“Rather tedious,” yes indeed; welcome to the “secrets of the great tedium masters”. (Actually, I think the secret is that there is no way to manually sort feeds, and that I did it in exactly the same tedious way that you have already worked out, so I have nothing at all to tell you; but just in case …)
I’m a newbie myself, but the only tool I could discover for deterministically ordering folders and feeds is alphabetization (set under “preferences/general/site sidebar order”). So, as is common in many other programs, one just has to “arrange” for alphabetic order to be correct. Adding lexicographic prefixes such as (1), (2), (3) or !!!, !!, ! is the time-honored trick, going back 50 years, so that alphabetic sorting produces the desired ordering.
In the site sidebar list, right click on a feed gives you a context menu including “Rename this site”, so that’s how you make the names what you want. Then, within a folder, they will be alphabetic.
In the same context menu, there is also “Move to folder”, which lets you reassign a feed from its one-and-only-one folder location to a different location. If you really want a feed to appear in more than one folder (very convenient on Google Reader), then you need to create a duplicate feed in each folder.
Both the renaming and the moving sometimes appear not to work–it’s not clear whether the bug is that transactions are really lost, or that sometimes transactions take unrealistically long times to complete. Whichever, it’s necessary to refresh the webpage in the browser after every few changes, and if the changes just made are not visible to make them again. This adds greatly to the tedium.
As you say, all this work has to be done in the web app, and after it’s done and looks good there, the Android client won’t show the same changes.
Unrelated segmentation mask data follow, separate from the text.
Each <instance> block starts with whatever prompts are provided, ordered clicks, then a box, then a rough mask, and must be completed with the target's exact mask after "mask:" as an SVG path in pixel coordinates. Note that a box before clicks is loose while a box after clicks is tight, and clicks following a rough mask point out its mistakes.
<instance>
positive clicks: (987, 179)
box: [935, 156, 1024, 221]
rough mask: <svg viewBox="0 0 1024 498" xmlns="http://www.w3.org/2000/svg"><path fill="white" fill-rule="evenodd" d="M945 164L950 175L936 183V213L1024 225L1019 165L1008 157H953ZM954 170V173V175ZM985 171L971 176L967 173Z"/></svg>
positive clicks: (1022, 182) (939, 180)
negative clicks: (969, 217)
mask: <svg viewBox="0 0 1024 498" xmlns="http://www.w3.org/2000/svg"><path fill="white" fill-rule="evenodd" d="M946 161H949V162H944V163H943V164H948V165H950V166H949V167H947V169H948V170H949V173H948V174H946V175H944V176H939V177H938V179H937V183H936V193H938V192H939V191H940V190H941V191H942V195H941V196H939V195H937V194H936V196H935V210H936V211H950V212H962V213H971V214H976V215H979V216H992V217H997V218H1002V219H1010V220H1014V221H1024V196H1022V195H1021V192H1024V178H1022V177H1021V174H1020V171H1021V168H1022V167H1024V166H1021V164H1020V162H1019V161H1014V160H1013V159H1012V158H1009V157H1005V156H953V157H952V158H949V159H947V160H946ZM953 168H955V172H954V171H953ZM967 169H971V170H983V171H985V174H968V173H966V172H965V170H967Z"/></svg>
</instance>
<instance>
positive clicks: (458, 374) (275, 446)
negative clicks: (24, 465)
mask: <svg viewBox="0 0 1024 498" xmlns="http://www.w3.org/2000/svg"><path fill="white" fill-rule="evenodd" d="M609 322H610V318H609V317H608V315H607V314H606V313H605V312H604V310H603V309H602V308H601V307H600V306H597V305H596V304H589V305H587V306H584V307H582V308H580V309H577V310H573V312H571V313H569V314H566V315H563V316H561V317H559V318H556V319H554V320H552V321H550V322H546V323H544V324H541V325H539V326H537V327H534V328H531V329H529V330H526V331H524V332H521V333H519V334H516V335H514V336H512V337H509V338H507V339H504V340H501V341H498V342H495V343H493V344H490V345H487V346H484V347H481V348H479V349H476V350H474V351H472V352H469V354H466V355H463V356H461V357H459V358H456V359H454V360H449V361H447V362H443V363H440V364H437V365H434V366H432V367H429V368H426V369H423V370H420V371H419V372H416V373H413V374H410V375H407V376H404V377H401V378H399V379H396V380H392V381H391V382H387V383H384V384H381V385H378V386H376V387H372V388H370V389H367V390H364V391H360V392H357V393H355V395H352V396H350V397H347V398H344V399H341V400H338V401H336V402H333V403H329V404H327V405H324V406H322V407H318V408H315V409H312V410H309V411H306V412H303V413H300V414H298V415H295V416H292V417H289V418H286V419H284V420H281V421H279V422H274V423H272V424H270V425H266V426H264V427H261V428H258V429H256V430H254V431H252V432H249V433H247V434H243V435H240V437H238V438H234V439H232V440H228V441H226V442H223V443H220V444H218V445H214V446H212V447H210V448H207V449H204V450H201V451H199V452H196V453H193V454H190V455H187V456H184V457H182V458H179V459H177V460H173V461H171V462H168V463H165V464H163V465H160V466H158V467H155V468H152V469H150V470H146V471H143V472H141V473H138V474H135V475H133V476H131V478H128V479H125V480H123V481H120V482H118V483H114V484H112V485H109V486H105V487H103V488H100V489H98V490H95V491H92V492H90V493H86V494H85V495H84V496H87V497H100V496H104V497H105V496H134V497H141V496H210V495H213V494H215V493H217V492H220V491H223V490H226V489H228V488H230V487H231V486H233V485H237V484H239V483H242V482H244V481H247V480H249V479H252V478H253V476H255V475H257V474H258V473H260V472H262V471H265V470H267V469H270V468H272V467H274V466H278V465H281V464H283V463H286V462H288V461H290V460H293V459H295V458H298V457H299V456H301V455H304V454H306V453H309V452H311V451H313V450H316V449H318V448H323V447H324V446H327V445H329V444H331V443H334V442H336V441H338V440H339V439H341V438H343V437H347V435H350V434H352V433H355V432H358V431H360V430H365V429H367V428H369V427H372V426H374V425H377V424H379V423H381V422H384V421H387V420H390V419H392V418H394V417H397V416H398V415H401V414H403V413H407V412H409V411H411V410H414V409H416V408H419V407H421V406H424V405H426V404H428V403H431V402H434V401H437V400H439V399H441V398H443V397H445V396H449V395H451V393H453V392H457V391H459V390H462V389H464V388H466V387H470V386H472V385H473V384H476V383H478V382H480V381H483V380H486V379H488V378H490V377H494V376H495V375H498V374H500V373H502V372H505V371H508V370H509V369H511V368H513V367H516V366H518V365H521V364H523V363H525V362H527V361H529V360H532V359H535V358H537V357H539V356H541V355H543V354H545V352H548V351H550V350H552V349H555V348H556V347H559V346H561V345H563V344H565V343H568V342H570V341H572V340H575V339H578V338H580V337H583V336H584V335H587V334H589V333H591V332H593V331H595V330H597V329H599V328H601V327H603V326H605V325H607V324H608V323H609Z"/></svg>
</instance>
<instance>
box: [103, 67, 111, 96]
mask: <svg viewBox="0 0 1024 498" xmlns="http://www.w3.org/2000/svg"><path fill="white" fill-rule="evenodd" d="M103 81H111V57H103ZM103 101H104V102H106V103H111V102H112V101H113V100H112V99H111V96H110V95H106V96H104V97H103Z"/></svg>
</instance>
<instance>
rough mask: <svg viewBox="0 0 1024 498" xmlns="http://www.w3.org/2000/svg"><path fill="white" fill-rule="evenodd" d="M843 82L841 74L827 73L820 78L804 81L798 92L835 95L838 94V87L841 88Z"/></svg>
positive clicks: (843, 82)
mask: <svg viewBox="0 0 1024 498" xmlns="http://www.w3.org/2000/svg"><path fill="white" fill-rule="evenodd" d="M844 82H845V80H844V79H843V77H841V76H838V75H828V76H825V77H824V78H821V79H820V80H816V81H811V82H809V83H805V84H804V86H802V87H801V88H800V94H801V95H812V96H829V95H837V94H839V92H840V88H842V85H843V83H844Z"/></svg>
The only way I found to work around this was to uninstall and reinstall the Android client, which brings everything up to date. It’s very quick and nothing is lost, so I consider this a practical, if inelegant, temporary work-around.
I agree that Newsblur, in its design, dominates all the Google Reader alternatives you list and others besides. Even so, it is clearly not getting its proper share of refugees from GR. I think one reason is the difficulty of the transition. In Feedly, just as an example, owing to a very different set of design decisions a refugee hands in a Google account and appears to get an absolutely perfect import immediately–every feed in place, every name the same, every feed in one or multiple folders, and even two-way syncing with Google Reader for running in parallel while deciding whether to make the change. (The danger of the design decisions making that possible is not visible.) Even feeds which have “died” in GR have their corpses imported, with no mention that they were not working any more–a good decision, no red flags during import, plenty of time to fix the feeds later. After the import the experience of using Feedly is very poor, but you appear to be fully imported and ready to go immediately.
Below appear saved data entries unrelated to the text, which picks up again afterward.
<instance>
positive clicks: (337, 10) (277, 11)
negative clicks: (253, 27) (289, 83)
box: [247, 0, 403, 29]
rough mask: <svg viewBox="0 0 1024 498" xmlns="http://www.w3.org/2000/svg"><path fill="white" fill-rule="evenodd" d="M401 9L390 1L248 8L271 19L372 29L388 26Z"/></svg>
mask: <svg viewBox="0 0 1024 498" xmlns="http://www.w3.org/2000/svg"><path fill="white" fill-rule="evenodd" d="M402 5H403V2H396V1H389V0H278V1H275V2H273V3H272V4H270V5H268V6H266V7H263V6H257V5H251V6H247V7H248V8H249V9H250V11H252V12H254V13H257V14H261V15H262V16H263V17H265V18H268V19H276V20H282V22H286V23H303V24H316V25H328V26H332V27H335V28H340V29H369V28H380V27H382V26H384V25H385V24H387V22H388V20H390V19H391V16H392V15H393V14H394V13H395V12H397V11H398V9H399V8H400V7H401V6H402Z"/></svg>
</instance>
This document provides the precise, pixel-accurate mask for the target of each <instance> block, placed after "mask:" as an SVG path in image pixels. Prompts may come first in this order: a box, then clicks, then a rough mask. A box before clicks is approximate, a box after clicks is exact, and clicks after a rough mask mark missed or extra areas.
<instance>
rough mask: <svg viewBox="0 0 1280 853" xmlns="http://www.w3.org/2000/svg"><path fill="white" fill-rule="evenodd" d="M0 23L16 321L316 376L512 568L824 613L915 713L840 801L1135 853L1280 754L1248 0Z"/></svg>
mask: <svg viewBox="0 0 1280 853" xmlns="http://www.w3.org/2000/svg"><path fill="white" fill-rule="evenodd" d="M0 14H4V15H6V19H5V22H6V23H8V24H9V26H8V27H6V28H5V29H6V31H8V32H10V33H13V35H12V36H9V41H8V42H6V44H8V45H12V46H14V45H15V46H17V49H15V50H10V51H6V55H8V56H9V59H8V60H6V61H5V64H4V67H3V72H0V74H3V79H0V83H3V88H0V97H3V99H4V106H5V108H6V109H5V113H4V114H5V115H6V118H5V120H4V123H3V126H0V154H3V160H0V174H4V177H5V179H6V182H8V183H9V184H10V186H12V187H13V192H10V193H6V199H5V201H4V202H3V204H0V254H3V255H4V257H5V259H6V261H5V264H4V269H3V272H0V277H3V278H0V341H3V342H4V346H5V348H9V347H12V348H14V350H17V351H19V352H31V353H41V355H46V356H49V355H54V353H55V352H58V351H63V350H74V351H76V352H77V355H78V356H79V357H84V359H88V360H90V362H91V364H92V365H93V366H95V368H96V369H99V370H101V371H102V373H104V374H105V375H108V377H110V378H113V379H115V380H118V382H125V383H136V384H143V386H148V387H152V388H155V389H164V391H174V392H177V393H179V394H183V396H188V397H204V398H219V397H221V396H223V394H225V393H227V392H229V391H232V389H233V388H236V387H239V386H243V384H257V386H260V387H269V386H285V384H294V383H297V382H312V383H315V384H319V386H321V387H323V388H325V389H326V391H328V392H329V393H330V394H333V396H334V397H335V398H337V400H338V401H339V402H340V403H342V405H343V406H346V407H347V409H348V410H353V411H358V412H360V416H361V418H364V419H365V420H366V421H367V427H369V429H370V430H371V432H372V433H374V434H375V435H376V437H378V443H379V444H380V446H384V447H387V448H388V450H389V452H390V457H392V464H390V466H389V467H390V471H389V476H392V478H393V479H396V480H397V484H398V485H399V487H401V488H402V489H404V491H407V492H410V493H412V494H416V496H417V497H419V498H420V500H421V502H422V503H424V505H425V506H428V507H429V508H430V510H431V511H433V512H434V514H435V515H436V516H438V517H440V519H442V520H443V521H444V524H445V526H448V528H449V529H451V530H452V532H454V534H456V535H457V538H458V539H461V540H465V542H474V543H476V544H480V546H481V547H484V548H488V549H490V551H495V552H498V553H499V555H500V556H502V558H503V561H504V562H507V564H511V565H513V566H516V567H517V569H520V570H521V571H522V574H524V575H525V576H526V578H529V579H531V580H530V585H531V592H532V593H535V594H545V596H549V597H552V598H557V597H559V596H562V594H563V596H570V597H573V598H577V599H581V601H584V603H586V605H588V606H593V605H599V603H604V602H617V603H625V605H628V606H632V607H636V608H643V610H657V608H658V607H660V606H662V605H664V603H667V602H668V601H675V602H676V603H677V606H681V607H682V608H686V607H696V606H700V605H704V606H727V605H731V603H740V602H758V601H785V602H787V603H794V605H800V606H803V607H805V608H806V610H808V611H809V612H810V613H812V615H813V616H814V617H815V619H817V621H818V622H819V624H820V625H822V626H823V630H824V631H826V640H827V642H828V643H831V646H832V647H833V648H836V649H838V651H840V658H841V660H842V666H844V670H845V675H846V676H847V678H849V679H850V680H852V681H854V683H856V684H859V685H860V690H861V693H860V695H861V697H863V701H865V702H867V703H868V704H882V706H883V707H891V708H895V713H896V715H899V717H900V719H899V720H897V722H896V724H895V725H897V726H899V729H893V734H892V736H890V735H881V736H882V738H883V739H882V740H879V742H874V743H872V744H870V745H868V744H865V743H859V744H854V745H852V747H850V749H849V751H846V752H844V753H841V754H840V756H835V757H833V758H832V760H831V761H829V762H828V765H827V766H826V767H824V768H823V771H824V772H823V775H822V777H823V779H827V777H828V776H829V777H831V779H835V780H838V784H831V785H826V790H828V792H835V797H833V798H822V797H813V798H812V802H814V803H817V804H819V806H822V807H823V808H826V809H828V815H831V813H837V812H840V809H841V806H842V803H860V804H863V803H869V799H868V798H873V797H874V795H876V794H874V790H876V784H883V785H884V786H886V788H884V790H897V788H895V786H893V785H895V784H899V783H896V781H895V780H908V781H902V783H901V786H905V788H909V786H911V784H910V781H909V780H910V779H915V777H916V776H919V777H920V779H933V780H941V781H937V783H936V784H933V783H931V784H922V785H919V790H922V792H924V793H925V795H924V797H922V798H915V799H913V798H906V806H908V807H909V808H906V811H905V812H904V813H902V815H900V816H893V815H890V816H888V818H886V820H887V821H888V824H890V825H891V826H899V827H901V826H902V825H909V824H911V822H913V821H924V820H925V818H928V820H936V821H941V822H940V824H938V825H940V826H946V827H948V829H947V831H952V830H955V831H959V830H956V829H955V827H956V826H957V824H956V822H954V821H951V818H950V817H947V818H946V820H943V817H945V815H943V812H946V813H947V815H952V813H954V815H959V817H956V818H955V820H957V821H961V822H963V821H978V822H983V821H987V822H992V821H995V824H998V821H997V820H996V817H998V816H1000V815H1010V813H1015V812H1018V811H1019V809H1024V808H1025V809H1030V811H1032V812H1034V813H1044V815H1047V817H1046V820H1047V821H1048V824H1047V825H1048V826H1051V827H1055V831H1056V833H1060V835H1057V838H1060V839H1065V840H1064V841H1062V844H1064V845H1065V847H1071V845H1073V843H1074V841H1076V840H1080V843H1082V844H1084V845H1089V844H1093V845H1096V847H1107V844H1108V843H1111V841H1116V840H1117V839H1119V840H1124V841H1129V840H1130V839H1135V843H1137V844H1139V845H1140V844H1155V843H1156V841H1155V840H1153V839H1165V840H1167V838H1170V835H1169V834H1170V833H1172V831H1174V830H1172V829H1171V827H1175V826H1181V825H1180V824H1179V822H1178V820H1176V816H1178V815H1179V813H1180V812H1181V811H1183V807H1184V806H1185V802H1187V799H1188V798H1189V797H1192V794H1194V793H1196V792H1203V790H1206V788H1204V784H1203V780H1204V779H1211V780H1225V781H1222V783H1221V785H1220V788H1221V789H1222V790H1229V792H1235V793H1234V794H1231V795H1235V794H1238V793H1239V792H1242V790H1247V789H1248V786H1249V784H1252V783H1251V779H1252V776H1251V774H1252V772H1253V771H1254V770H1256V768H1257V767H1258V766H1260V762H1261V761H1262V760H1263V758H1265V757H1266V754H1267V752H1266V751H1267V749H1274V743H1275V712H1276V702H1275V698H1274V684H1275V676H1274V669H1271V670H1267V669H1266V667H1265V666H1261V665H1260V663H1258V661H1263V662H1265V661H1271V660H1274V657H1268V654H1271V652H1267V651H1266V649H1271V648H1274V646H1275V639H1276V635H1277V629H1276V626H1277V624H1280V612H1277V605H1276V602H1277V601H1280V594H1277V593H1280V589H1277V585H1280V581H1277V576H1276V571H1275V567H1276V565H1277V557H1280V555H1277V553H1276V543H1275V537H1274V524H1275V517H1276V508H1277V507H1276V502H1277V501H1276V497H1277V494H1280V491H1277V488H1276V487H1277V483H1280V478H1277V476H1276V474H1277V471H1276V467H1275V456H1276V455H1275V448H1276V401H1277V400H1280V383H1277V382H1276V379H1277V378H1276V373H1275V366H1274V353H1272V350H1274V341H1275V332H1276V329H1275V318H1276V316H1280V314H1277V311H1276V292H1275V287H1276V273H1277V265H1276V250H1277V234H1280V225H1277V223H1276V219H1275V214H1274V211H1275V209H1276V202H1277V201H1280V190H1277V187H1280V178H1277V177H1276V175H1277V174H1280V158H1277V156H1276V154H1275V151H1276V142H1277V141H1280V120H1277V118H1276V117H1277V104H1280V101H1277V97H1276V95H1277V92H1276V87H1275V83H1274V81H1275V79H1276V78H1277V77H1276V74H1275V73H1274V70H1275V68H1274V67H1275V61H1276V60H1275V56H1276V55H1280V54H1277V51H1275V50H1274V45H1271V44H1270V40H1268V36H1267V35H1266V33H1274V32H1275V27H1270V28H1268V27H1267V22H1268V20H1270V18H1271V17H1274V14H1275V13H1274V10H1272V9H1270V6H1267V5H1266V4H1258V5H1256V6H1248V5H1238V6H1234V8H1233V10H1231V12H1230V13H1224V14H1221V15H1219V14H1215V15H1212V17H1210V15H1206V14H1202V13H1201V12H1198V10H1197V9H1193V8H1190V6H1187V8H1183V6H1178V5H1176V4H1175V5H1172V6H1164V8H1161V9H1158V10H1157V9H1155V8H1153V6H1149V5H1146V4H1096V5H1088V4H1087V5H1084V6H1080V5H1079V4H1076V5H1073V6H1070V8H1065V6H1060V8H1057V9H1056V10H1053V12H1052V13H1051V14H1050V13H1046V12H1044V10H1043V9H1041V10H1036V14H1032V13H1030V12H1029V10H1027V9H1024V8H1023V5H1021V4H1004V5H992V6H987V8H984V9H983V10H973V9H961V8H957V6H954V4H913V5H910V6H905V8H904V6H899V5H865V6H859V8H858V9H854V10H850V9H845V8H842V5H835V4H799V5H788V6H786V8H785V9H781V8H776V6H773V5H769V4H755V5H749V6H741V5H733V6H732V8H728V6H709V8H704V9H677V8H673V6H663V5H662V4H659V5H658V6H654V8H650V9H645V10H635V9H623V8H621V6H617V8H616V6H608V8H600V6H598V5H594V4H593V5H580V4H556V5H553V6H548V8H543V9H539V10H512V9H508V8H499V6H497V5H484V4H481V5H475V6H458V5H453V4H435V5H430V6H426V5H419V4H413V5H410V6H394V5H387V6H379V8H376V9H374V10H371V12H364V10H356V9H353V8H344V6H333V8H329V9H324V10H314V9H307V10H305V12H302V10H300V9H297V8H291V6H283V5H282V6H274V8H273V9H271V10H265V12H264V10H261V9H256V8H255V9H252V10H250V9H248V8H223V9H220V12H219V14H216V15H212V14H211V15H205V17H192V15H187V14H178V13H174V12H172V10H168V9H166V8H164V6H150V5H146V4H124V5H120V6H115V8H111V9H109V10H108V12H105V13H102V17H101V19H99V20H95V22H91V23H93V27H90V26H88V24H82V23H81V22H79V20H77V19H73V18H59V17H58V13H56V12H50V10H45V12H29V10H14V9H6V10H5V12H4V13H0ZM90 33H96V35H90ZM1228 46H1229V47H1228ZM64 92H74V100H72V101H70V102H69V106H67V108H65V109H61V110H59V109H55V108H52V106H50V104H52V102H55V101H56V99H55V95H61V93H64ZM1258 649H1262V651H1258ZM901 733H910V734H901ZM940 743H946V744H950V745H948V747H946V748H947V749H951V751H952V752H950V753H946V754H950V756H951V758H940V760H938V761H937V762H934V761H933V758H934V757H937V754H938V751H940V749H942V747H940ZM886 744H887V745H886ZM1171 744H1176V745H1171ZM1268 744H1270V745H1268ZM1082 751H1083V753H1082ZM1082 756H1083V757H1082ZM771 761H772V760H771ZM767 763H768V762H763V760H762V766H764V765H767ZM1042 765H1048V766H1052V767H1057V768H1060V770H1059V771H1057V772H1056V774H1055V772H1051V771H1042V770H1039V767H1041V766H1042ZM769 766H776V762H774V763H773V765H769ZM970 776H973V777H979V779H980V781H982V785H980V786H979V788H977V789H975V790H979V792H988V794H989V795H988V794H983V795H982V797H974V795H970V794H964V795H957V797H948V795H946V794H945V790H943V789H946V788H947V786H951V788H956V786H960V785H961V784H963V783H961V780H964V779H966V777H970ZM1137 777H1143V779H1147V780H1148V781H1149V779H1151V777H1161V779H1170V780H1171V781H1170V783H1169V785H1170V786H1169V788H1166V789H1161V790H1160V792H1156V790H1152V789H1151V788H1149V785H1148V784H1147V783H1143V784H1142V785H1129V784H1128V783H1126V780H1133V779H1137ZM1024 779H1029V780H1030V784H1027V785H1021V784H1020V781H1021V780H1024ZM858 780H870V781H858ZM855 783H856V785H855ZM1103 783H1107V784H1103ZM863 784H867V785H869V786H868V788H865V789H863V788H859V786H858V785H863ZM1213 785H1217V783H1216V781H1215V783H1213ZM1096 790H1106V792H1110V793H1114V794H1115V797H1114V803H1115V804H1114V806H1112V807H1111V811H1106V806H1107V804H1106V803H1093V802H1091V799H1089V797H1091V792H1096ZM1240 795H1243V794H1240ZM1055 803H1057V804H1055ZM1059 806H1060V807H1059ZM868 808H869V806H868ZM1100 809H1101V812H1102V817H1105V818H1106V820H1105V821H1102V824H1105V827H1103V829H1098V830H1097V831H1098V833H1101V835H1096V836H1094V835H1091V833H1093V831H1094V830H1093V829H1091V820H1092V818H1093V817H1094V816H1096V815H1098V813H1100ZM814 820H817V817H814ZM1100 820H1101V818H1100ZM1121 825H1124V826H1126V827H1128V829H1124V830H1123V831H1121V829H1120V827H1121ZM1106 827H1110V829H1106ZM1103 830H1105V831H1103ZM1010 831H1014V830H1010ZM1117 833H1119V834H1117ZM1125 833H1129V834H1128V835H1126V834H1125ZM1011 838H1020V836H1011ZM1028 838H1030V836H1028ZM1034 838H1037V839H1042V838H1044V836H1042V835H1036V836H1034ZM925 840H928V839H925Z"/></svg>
By contrast, in Newsblur I first had to repeat the import half a dozen times in order to get all my feeds (about 400), then had to manually rename most of them refreshing after every few changes, then had to manually move each to a different folder (nearly every feed was in the wrong folder because of the one-and-only-one design) refreshing after every few moves, then reinstall the Android client on each of several Android phones and tablets, repeating the reinstalls after every lingering error I’d made was noticed. The whole process took about 12 clock hours.
The problem is that the users most likely to appreciate Newsblur’s superiority are those who have a lot of feeds, who care about how they are presented, who can take advantage of the alternative presentation modes–and yet these users are the ones who meet a very stiff wall to climb in order to really see how Newsblur will work for them, and very likely won’t have the time to deal with it.
As a business decision, there’s only a month left before GR shuts down and the refugee rush is over; soon enough the only transition experience will be opening Google Takeout archives. At that point it will be a long competition of quality and performance, and Newsblur should do well.